Florian de la Salle est un artiste préoccupé, comme prédisposé à porter son attention, et être attentif n’est pas si simple. Être attentif est une disposition particulière, elle donne une capacité singulière, celle de l’observation, et « chez » Florian de la Salle la faculté de regarder est encouragée par cette idée que voir peut conduire à un certain émerveillement. Florian de la Salle s’émerveille réellement de ce qu’il voit apparaître lors de ses expériences et c’est sans doute l’une des particularités étonnantes et touchantes de son approche ; être capable de laisser une part d’indéterminé se révéler. Ne pas contrôler est à l’évidence un principe actif à l’œuvre ici.
Cette absence de contrôle ne signifie pas un manque de maitrise, bien au contraire. En effet, la pratique de Florian de la Salle repose sur un ensemble de techniques et de savoirs faire très variés, mais jamais utilisés à des fins préétablies, où les accidents sont même les bienvenus. C’est là toute la différence. Dire que la démarche de Florian de la Salle est expérimentale ne suffit pas, dire que l’art est du domaine de la recherche serait un peu trop convenu, il faut aller au-delà.

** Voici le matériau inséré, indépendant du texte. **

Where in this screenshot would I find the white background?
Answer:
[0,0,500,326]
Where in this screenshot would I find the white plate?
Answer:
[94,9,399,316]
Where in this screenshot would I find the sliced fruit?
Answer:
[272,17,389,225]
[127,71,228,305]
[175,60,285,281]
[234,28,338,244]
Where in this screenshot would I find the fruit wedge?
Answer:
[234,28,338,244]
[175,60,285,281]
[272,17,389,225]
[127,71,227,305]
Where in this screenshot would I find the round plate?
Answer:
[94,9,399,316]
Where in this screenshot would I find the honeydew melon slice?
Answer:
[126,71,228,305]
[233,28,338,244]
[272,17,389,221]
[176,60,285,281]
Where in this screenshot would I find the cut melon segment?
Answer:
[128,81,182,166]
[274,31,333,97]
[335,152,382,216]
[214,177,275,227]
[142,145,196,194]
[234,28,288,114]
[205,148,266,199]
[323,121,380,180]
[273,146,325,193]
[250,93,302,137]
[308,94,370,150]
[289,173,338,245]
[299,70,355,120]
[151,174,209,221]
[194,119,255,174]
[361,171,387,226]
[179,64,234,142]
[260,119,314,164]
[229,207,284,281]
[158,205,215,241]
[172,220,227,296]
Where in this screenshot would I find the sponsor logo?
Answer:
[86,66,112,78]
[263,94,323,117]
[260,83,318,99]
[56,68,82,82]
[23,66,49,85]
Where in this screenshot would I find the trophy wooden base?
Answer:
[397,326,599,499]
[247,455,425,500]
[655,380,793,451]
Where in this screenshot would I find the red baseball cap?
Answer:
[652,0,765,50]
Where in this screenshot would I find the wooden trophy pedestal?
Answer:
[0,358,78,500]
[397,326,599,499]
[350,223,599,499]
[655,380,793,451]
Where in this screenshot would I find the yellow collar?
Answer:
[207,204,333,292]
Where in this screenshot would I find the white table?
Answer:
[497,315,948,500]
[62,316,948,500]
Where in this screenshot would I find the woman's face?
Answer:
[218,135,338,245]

Il faut aller au-delà, ou alors au plus près des expériences produites. Par exemple, prendre le temps de suivre la lente progression d’une encre noire dans la fibre d’un papier buvard, donnant naissance à une immense peinture. Nous pouvons considérer cette peinture comme une manifestation singulière du temps nécessaire à sa création. Nous pouvons percevoir en elle une forme particulièrement liée à sa durée, elle porte en quelque sorte les traces de son écoulement, ce qui nous conduit à penser la pratique de Florian de la Salle sous l’angle de sa gravité. Le mot lui convient parfaitement, l’artiste l’affectionne même particulièrement en raison de son double sens ; la gravité est une propriété à la fois physique et un sentiment que l’on peut éprouver, elle est ce « poids » matériel et immatériel qui accompagne nos existences. Florian de la Salle est un artiste préoccupé car inquiet d’une certaine façon. Se poser de nombreuses questions est le propre de l’inquiétude, et toute question ne nécessite pas forcément de réponse, elle est une façon de cheminer, de réfléchir.